Here's the use case:

  • A gzip archive arrives in blob storage every hour, it has several .tsv files in it, but I want to extract one, which has web click stream data.
  • I want to extract this one .tsv file from the archive, append the datetime to the name and then save it to Azure data lake storage.
  • I want this to happen each time a new gzip archive arrives.

So far I have:

  • Azure Data Factory V2 setup
  • Linked Service setup to the blob container
  • Linked Service setup to data lake store Gen1
  • I think all the permissions and firewall issues sorted for ADF to access storage.

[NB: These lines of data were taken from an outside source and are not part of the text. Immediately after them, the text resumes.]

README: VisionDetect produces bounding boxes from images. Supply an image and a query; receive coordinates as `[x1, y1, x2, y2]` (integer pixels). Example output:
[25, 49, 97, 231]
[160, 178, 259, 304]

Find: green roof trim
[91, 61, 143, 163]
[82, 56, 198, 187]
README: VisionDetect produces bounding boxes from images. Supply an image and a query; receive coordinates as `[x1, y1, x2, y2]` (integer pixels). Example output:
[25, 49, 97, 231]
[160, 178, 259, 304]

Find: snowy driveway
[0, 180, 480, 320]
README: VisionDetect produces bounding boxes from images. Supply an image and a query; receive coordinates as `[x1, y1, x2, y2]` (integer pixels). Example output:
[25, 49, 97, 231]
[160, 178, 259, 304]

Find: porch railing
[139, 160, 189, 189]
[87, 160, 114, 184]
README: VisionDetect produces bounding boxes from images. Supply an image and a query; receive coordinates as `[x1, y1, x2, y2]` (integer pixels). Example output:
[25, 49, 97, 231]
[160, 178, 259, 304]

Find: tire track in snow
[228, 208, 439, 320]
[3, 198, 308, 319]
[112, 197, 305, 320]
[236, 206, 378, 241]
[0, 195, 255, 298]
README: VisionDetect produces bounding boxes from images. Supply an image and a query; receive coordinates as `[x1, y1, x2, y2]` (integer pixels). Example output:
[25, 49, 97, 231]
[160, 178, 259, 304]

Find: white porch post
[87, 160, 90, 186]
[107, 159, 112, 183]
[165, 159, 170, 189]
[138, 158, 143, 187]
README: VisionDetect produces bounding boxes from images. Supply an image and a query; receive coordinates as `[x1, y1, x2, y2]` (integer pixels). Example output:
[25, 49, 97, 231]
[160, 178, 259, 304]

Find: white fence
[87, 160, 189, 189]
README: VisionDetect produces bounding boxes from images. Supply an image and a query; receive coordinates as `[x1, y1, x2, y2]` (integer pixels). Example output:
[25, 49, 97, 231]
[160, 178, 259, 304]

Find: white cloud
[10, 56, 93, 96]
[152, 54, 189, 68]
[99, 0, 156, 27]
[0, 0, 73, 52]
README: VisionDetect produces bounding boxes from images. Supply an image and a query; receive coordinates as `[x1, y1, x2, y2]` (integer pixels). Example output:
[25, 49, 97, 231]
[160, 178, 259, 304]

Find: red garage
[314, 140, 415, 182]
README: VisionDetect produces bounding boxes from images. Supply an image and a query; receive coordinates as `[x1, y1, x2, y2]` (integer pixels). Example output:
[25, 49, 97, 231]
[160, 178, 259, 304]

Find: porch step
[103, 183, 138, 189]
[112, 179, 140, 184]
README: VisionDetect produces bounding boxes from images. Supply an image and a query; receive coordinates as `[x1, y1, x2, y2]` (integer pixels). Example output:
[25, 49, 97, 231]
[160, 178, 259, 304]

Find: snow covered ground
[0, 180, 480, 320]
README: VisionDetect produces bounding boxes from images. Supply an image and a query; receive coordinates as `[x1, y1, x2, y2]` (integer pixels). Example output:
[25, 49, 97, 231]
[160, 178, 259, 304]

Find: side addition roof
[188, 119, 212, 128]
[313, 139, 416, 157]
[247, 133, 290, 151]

Is Azure Data Factory the right tool for this job? and if so, where do I go from here? How do I build datasets and a pipeline to achieve the use case and how do I schedule this to run when a new zip arrives?

2

2 Answers

1
votes

Azure Data Factory builts for the complex hybrid extract-transform-load (ETL), extract-load-transform (ELT), and data integration projects, which is also the right tool for this job. Based on the current knowledge, you need to do the following setting in your data factory:

  1. Create a pipeline to run the whole workflow, in which a Copy activity is involved, and the source dataset is blob and sink dataset is data lake store Gen1. Note that the source blob dataset refers to your blob linkedservice and the sink data lake store Gen1 refers to data lake store Gen1 linkedservice.
  2. For the blob source dataset setting, set the compression type property as GZIP, this allows ADF to read GZIP compressed data from the blob.
  3. Use event trigger to fire the pipeline run each time a new gzip archive arrives.
0
votes

In terms of getting help, guidance and documentation on Azure Data Factory gen 2, one of the best places is from within the designer itself. There is a help icon in the top right-hand side, offering links to the Guided Tour and Documentation:

Azure Data Factory designer

Guided tour is context sensitive, so it's worth clicking it different places to get help, eg in the Copy Activity, from within a dataset etc

The documentation has a mix of helpful features, from videos, tutorials, and the 5-min quickstarts and of course it's always kept up-to-date.

Finally Stack Overflow and MSDN are great resources for getting help on ADF. I'm pretty sure members of the product team come on and answer questions so you can't get better help than that. This tends to work best when you've got a specific question or error message and having something to show.